Rei iba con una mirada llena de odio mientras miraba al auto que tenia la frente, de nuevo una curva se hacía presente y ambos autos la tomaban casi juntos, del primer encuentro salen chispas, Chikane Yamada sonríe al empujar a Rei a la derecha de la curva tras los vidrios polarizados.

-¡Ahora si conocerás mi máxima capacidad de conductora Rei Hino!.-dice la mujer de negro sonriendo mientras el auto rojo se acerca peligrosamente a la orilla de la baranda, Rei suda dentro del Mazda y estabiliza el "Fénix".

-Si crees que solo tú tienes trucos mujer…estás equivocada.-dice la joven sacerdotisa.-esto lo aprendí de las carreras de tía Hiroko, se llama…intimidación…-dice ella sonriendo, baja un poco la velocidad y deja que la mujer se adelante, luego se coloca atrás y sin que la conductora del Fairlady sepa cómo cambia de posición y ahora es ella la que entra por el otro lado y la empuja, Yamada dentro del auto siente el golpe y por unos momentos se desestabiliza.

-¡Estúpida hija de Akane Hino ! ¡Nadie se atreve a ser agresiva conmigo!.-ruge Yamada y a su pesar el sudor la invade, pero en el momento en que estabiliza el auto, el "Fénix" tomaba la delantera.

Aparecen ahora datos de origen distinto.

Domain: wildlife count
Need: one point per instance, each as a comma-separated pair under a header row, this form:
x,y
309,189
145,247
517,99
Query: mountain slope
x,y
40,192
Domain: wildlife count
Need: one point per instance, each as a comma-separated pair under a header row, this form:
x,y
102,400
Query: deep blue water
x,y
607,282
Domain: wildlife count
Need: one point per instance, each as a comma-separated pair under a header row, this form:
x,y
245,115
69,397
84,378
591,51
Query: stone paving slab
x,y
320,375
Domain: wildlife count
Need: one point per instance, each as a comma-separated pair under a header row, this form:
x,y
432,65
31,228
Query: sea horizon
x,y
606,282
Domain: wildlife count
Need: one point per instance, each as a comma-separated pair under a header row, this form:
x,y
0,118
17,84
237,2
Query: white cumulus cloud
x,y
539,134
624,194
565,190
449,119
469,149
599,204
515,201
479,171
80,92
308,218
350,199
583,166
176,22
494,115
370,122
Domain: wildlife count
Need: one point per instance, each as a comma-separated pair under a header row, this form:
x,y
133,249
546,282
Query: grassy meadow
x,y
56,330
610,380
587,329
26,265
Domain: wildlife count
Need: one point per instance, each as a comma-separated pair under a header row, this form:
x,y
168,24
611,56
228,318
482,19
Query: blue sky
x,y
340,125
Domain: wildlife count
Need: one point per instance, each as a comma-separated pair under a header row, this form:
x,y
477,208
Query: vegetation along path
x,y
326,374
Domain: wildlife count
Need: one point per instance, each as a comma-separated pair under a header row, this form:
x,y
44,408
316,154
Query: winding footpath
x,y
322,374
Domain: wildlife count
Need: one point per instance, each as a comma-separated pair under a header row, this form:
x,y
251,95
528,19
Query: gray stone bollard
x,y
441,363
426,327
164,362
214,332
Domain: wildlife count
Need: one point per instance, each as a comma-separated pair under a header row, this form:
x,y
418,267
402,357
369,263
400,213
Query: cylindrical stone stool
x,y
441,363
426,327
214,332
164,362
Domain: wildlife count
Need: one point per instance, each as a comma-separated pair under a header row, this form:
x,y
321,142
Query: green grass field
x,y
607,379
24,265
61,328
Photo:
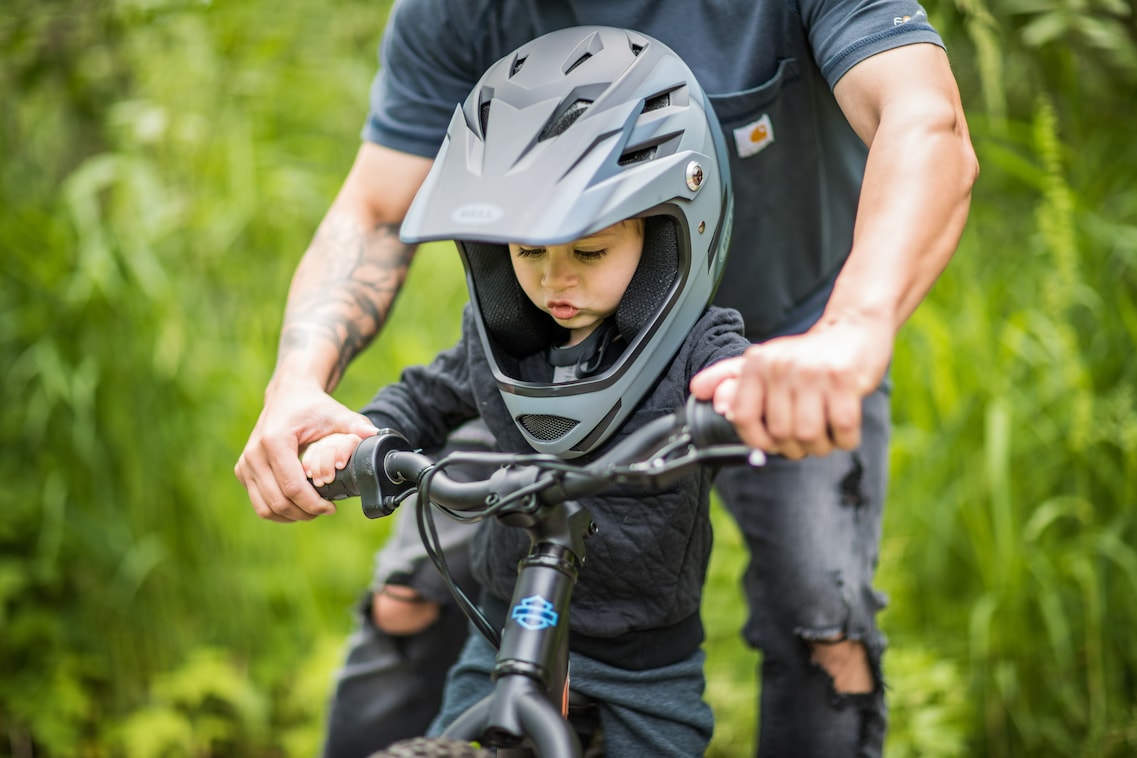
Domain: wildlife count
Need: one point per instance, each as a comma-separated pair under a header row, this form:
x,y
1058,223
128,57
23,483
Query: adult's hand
x,y
801,394
295,415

-Eso es departe de tía Hiroko.-acaba Rei sonriendo, por su retrovisor creyó ver a la joven de risos castaños que le sonreía con esa mirada pícara que tenía en las fotografías, fue fugaz, pero ella lo sintió, sintió esa presencia; al salir la curva finalmente las posiciones se definieron, el "Fénix" aceleró con fuerza alejándose del Fairlady el cual hizo gracia de lo propio y le dio alcance; la chica de ojos amatistas chasqueó su boca con molestia, pero luego sonrió, así era como le gustaban a ella los rivales.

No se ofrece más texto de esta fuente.